Suddenly, Book 3 in the series, we’re being informed that religious zealots (led, of course, by some guy from Tennessee) have moral objections to magic. There’s not info-dumping too much information in early books and then there’s inventing totally new world-building three books into the series. Personally I would characterize this as the latter. We’re also informed that the FBI in fact tortures its detainees. It’s not that I’m interested in defending the FBI, but it feels like using an existing organization in an alternate reality is shorthand for “basically the same organization” (just like Francis’s references to Justin Bieber) and making the choice to adjust that to “wildly anti-magic to the point that they will torture detainees to get them to admit to magic use (?) while keeping that quiet” just feels sloppy, like Francis couldn’t be bothered to build up the concept of her evil anti-magic organization until she decided she needed one. Similarly, it falls to an FBI agent to explain how the criminal underworld works to Riley - despite the fact that Riley has thrown her loyalties in with a criminal leader whom she has now decided to consider family. It comes across as revisionism, since the only other explanation is that Riley is insanely stupid and ill-informed.

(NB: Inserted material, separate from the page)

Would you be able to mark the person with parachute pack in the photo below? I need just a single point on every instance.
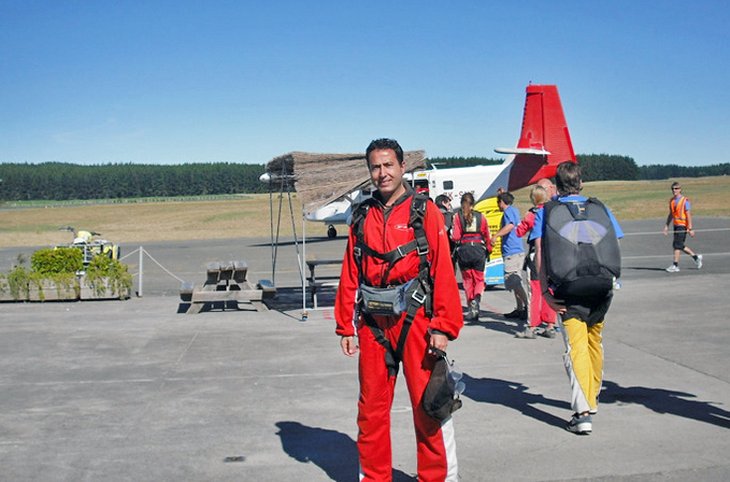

There are the usual infodumps (multiple pages about the history of Riley’s apartment building and interior design descriptions). Riley forms split-second assessments of people’s character and whether or not they’re evil based on looking at them and we’re supposed to assume she’s correct. It’s very unsubtle, and it makes it difficult to trust her judgment, particularly since she so often trusts people she shouldn’t (and then afterwards is like “wow, I shouldn’t have trusted them!”).

Complaints aside, the plot is moving at a good clip and Francis clearly has some sort of end goal in mind, so I'm continuing to read.